# Plow size for an F550?



## Eronningen (Dec 20, 2008)

Just picked up a used F550, 2004. What are you guys running for a plow size on these?


----------



## grandview (Oct 9, 2005)

Go with 10 ft Boss V plow.


----------



## newlooklandscp (Sep 27, 2005)

Blizzard 8611lp


----------



## TurfKing360 (Aug 11, 2008)

we have one with a boss 9'2" V and another with a 10' go with the boss best matched for the truck


----------



## dirt digger (Feb 27, 2005)

this was a 10' straight with a 7' wing ( i think it was 7'...might have been a 9') i used to run


----------



## Grampa Plow (Sep 1, 2008)

Nice setup. Did ya replace many mailboxes?


----------



## meyer22288 (May 26, 2003)

full size blizzard 8611 erie special here! wouldnt have it any other way. payup


----------



## ford550 (Nov 9, 2008)

Look at my sig. All 9' HD.


----------



## Grn Mtn (Sep 21, 2004)

we run all 9' stainless or 9v's. the trucks already have the extra weight of the diesel so for the longevity of the front end, the 9's are fine. However I would rather see an xls on the trucks.


----------



## dirt digger (Feb 27, 2005)

Grampa Plow;830647 said:


> Nice setup. Did ya replace many mailboxes?


just one...all the development streets in that township were curbed streets so it made it a little easier


----------



## Eronningen (Dec 20, 2008)

It has a central hydraulic system? Do I get a plow to run off that? If so what are my options, or do I just go with a big old V with its own hydraulics? 
I won't need the wing blade although thats a cool set up. I have had a 2 mile private road for nine years and can get away doing it with any of the other trucks.


----------



## dirt digger (Feb 27, 2005)

yes it has a central hydro pump that runs off the main belt and is activated by a switch...no PTO, then all the controls are via levers


----------



## Eronningen (Dec 20, 2008)

Well I was thinking mine had a central hydro pump too. But not sure if it does. It has a pto switch I need to flip on to dump, etc. Would that make it not?


----------



## Eronningen (Dec 20, 2008)

I'm leaning towards the 9'2" Boss V or the 10' boss V. The Blizzards sure look like a nice plow too. I have never run one though. No dealers closer than an hours drive for a blizzard so I need to stick with whats around here as I am no mechanic to speak of. 
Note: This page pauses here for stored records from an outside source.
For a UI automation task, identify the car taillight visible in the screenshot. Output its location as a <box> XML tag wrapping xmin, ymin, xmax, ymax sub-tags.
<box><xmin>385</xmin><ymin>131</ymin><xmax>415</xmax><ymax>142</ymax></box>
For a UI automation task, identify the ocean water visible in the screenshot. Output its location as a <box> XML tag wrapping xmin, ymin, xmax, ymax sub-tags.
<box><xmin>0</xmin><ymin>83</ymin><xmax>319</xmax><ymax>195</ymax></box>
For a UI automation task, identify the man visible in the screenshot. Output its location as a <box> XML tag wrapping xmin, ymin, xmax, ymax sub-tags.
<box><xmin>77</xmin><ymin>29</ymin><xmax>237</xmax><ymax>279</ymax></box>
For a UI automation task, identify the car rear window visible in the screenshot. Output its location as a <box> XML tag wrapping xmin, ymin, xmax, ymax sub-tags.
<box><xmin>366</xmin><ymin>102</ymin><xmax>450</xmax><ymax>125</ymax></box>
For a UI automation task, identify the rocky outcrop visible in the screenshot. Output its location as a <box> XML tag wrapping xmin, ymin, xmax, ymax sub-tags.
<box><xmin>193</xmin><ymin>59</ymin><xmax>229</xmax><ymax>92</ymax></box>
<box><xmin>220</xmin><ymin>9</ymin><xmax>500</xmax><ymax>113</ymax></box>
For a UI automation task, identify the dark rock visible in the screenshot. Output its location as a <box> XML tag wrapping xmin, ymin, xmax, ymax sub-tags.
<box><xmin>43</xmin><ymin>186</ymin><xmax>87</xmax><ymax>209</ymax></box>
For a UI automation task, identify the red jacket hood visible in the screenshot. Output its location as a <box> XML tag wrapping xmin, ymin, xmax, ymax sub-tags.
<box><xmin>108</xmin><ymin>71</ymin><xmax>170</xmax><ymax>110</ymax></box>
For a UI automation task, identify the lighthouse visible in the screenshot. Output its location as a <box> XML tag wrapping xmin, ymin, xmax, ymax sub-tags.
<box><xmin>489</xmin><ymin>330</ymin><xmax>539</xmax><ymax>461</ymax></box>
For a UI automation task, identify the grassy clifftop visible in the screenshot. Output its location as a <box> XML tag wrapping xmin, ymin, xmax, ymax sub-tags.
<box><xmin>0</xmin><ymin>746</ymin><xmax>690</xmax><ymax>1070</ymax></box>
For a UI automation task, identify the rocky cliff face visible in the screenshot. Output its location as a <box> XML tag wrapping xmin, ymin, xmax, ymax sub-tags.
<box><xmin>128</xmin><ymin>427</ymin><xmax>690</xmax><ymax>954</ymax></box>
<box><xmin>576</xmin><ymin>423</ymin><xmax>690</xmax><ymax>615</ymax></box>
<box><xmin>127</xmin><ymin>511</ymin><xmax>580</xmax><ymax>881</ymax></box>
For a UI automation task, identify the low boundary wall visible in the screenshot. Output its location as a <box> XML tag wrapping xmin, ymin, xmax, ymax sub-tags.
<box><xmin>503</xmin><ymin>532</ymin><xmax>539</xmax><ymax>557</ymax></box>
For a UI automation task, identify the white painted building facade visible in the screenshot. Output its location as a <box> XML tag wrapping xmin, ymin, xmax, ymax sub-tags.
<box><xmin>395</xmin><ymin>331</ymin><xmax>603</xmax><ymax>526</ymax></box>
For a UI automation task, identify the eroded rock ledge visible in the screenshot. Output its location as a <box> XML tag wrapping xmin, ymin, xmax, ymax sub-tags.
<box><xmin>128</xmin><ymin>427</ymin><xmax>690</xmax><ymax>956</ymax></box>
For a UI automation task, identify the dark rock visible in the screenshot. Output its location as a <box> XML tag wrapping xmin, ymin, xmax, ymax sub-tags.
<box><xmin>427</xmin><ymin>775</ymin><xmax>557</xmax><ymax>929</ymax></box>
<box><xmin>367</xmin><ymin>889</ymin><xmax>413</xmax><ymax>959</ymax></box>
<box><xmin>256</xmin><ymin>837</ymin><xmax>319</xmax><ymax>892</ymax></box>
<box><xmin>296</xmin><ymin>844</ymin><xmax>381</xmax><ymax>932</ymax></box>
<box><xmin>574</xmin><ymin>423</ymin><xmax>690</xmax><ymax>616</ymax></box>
So if I have to flip a pto switch to operate my dump is that not a central hydro system?


----------



## 91AK250 (Nov 28, 2007)

we have been installing 10ft boss's at work on these trucks. they handle it very well.


----------



## Eronningen (Dec 20, 2008)

91AK250;831432 said:


> we have been installing 10ft boss's at work on these trucks. they handle it very well.


Good to hear, thanks.


----------



## dirt digger (Feb 27, 2005)

Eronningen;831425 said:


> Well I was thinking mine had a central hydro pump too. But not sure if it does. It has a pto switch I need to flip on to dump, etc. Would that make it not?


most likely...a simple check under the hood will tell you...if you see an extra pump under there with hoses going to it that just looks out of place chances are it is a central pump

i take it the truck is an auto?


----------



## bluerage94 (Dec 24, 2004)

9' Western....


----------



## Eronningen (Dec 20, 2008)

It is an auto


----------



## Eronningen (Dec 20, 2008)

Does the 550 have a beefed up transmission, axles, etc. It seems like its geared much lower than my 250's and 350's.


----------



## ZamboniHDB (May 8, 2004)

'08 & '09 MY has a Dana Super 60 front axle and Dana S110 rear axle. 4.30/4.88/5.38 ratios.

'10 MY is pretty much the same, but in the rear it can be upgraded to a Dana S130 with the payload upgrade package.

Just my .02¢


----------



## ZamboniHDB (May 8, 2004)

BTW I run a 9' Pro Plus on my F550.


----------